Summary of patches and problem with current design
==================================================
There were 3 main problems which these patches tries to address and hence
improve the ENOSPC handling in ext4's multi-block allocator code.

1. Patch-2: Earlier we were considering the group is good or not (means
checking if it has enough free blocks to serve your request) without taking
the group's lock. This could result into a race where, if another thread is
discarding the group's prealloc list, then the allocation thread will not
consider those about to be free blocks and will fail will return that group
is not fit for allocation thus eventually fails with ENOSPC error.

2. Patch-4: Discard PA algoritm only scans the PA list to free up the
additional blocks which got added to PA. This is done by the same thread-A
which at 1st couldn't allocate any blocks.
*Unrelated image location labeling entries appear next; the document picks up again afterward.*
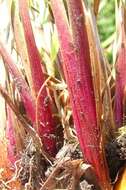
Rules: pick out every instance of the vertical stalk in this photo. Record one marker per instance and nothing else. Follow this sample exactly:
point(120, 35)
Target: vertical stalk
point(46, 126)
point(77, 69)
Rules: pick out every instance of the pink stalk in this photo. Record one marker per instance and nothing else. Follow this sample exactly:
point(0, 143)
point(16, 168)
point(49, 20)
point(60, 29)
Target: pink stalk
point(77, 67)
point(120, 96)
point(20, 83)
point(46, 127)
point(10, 134)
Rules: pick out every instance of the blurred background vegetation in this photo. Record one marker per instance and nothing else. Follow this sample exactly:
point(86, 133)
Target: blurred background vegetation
point(106, 25)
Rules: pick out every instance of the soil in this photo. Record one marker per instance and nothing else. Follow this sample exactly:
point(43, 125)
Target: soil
point(67, 171)
point(116, 155)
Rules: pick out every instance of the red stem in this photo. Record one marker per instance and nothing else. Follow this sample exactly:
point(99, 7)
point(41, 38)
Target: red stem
point(46, 127)
point(77, 68)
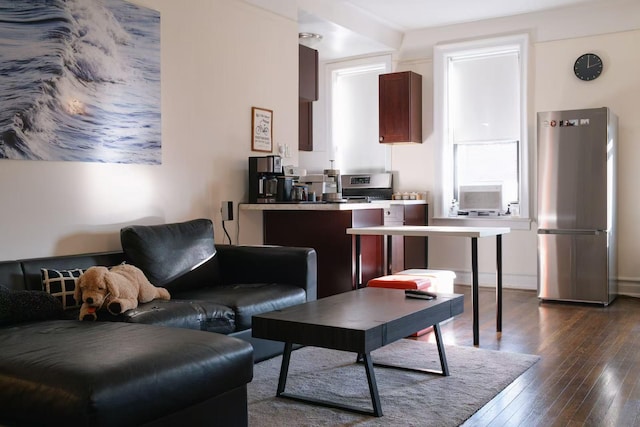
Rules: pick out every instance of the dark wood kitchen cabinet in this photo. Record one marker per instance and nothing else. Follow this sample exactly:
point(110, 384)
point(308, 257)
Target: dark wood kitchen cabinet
point(400, 107)
point(325, 231)
point(307, 93)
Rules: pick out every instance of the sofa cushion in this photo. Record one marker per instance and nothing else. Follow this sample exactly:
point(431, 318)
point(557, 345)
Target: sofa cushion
point(249, 299)
point(201, 315)
point(26, 306)
point(113, 373)
point(62, 285)
point(174, 256)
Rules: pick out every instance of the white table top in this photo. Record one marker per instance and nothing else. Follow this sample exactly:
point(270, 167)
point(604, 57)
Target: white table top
point(308, 206)
point(428, 230)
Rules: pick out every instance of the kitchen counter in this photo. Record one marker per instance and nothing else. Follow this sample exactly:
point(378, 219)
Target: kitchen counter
point(323, 226)
point(324, 206)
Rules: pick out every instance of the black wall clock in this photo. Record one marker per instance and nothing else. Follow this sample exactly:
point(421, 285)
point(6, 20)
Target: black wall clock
point(588, 66)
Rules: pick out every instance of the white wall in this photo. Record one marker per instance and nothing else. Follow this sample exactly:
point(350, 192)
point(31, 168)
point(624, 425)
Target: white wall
point(553, 86)
point(219, 58)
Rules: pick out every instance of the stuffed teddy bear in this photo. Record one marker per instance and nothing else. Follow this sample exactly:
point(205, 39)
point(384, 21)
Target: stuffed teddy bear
point(118, 288)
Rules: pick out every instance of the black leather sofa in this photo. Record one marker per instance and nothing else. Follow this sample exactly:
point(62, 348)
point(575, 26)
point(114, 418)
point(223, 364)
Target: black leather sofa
point(183, 361)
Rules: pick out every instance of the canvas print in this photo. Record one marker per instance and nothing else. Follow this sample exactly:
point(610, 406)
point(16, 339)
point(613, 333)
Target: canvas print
point(80, 81)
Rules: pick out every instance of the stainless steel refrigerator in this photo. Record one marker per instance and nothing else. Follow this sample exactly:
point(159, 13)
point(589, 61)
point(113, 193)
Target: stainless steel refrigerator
point(577, 256)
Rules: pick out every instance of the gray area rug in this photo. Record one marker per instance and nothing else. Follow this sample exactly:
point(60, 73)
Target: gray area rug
point(407, 398)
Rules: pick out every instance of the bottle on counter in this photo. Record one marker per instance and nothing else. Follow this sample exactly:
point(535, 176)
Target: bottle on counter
point(453, 209)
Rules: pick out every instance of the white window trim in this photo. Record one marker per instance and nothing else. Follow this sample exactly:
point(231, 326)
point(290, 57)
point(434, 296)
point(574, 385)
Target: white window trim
point(443, 188)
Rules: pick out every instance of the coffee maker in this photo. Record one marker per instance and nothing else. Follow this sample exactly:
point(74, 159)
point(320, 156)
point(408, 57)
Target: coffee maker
point(267, 183)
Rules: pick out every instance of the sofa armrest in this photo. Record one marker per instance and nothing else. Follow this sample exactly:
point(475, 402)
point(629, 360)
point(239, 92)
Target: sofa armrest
point(269, 264)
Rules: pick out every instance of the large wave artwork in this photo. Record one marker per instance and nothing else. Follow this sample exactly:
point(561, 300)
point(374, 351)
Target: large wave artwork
point(79, 81)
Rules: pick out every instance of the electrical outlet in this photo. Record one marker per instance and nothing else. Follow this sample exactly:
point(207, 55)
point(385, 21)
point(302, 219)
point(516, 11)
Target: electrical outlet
point(227, 210)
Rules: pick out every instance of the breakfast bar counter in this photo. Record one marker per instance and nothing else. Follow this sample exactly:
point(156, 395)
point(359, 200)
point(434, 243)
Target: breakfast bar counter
point(469, 232)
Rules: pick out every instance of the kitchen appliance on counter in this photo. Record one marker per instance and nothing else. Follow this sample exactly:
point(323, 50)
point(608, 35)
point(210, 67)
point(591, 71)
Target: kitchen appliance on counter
point(367, 186)
point(577, 152)
point(267, 183)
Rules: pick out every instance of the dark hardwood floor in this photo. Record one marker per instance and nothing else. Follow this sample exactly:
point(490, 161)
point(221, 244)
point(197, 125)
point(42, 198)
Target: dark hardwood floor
point(589, 372)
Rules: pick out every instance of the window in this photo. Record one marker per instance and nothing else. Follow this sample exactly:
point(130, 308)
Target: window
point(480, 121)
point(354, 115)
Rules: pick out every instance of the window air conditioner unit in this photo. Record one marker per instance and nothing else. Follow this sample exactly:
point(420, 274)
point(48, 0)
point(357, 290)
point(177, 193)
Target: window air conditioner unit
point(481, 200)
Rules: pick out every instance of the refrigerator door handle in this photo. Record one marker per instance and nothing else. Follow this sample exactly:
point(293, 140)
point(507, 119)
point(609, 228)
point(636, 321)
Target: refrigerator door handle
point(571, 232)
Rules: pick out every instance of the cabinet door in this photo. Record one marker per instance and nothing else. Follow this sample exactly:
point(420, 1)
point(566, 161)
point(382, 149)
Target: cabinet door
point(400, 107)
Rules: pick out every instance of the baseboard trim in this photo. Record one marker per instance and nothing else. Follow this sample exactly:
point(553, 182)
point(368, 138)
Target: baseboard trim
point(626, 286)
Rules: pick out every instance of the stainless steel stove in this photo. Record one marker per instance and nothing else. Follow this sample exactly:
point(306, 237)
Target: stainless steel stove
point(366, 187)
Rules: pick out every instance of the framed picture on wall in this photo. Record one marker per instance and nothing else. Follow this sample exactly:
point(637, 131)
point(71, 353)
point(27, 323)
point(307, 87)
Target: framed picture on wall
point(261, 129)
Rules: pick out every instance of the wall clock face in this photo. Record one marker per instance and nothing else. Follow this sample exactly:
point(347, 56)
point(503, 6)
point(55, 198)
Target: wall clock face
point(588, 66)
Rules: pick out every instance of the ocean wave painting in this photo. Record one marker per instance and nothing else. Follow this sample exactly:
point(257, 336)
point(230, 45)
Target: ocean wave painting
point(79, 81)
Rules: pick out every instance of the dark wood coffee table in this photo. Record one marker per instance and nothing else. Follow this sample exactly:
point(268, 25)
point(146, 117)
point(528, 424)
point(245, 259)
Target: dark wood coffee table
point(359, 321)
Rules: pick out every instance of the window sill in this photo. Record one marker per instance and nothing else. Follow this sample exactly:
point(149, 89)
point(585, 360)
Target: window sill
point(496, 221)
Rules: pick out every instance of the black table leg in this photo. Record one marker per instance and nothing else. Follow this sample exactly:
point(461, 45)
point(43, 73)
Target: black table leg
point(474, 291)
point(499, 283)
point(284, 368)
point(373, 386)
point(441, 353)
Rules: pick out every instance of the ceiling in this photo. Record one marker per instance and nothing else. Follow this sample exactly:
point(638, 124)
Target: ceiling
point(360, 27)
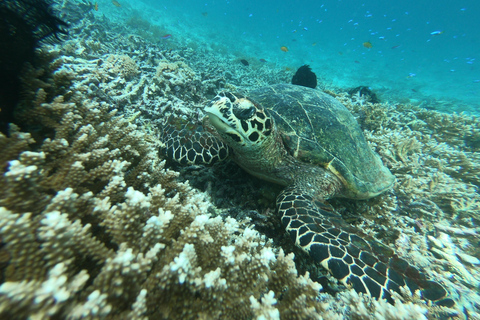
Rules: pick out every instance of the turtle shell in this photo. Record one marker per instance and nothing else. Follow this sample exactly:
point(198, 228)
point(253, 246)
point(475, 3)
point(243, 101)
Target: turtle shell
point(318, 129)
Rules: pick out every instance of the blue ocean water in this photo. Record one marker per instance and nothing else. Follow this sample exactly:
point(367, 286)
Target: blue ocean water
point(405, 50)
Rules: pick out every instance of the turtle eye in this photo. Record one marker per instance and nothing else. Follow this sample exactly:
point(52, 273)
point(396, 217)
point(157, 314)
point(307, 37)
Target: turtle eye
point(244, 114)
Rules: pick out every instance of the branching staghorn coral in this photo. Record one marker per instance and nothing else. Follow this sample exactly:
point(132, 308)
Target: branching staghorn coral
point(435, 157)
point(93, 226)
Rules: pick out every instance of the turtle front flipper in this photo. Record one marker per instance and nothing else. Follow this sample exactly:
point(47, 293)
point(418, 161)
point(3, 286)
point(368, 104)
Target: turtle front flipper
point(355, 259)
point(191, 143)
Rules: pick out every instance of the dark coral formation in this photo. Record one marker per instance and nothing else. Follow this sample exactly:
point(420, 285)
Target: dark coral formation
point(24, 26)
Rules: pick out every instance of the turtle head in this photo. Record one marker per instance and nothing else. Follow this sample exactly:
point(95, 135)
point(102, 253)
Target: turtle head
point(240, 121)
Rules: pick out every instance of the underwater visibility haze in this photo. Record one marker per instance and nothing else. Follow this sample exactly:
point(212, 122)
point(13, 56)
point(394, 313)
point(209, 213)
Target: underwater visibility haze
point(158, 157)
point(412, 49)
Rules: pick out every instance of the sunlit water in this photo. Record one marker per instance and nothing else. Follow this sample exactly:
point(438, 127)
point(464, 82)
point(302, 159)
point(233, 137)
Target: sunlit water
point(420, 50)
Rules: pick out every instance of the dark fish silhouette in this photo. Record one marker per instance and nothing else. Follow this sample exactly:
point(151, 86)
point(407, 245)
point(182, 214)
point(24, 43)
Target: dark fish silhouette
point(305, 77)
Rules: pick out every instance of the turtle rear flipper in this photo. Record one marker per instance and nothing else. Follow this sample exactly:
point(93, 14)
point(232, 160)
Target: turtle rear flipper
point(355, 259)
point(191, 143)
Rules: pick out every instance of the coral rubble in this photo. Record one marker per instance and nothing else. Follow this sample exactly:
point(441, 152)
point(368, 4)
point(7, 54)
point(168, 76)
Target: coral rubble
point(95, 224)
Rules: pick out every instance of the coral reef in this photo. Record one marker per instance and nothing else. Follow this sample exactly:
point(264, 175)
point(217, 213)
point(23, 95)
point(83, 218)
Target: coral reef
point(94, 224)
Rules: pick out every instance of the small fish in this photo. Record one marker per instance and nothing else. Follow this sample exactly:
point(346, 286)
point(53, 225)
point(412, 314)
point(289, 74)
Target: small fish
point(368, 45)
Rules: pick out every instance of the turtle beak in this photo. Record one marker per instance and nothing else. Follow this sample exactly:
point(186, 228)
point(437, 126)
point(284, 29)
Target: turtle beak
point(220, 114)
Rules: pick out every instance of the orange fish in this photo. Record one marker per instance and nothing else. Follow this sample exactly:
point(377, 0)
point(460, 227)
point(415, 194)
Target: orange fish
point(368, 45)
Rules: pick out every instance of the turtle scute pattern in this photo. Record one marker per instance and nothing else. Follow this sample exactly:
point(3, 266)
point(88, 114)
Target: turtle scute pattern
point(355, 259)
point(190, 143)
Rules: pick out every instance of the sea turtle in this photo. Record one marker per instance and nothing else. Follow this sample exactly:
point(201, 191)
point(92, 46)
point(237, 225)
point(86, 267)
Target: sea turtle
point(310, 143)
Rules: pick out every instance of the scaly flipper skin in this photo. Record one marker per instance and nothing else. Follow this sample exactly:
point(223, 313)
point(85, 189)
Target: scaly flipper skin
point(357, 261)
point(308, 142)
point(191, 143)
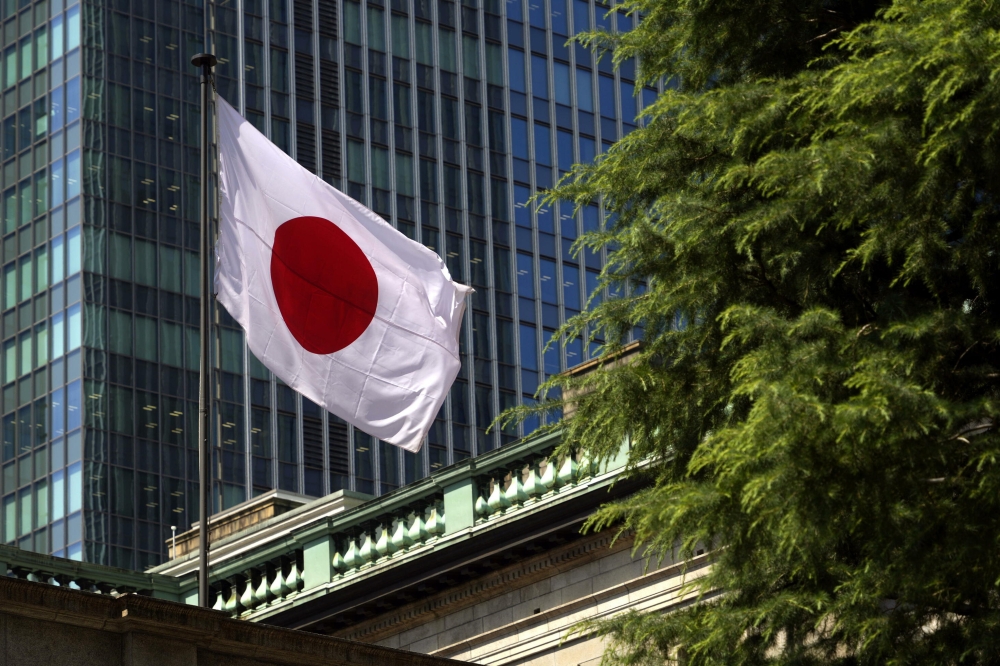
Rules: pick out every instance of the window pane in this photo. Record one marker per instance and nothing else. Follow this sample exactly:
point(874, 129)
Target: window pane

But there is a window where,
once the blocks were allocated (say by some other thread-B previously) we
drop the group's lock and then checks to see if some of these blocks could
be added to prealloc list of the group from where we allocated some blocks.
After that we take the lock and add these additional blocks allocated by
thread-B to the PA list. But say if thread-A tries to scan the PA list
between this time interval then there is possibilty that it won't find any
blocks added to the PA list and hence may return ENOSPC error.
Hence this patch tries to add those additional blocks to the PA list just
after the blocks are marked as used with the same group's spinlock held.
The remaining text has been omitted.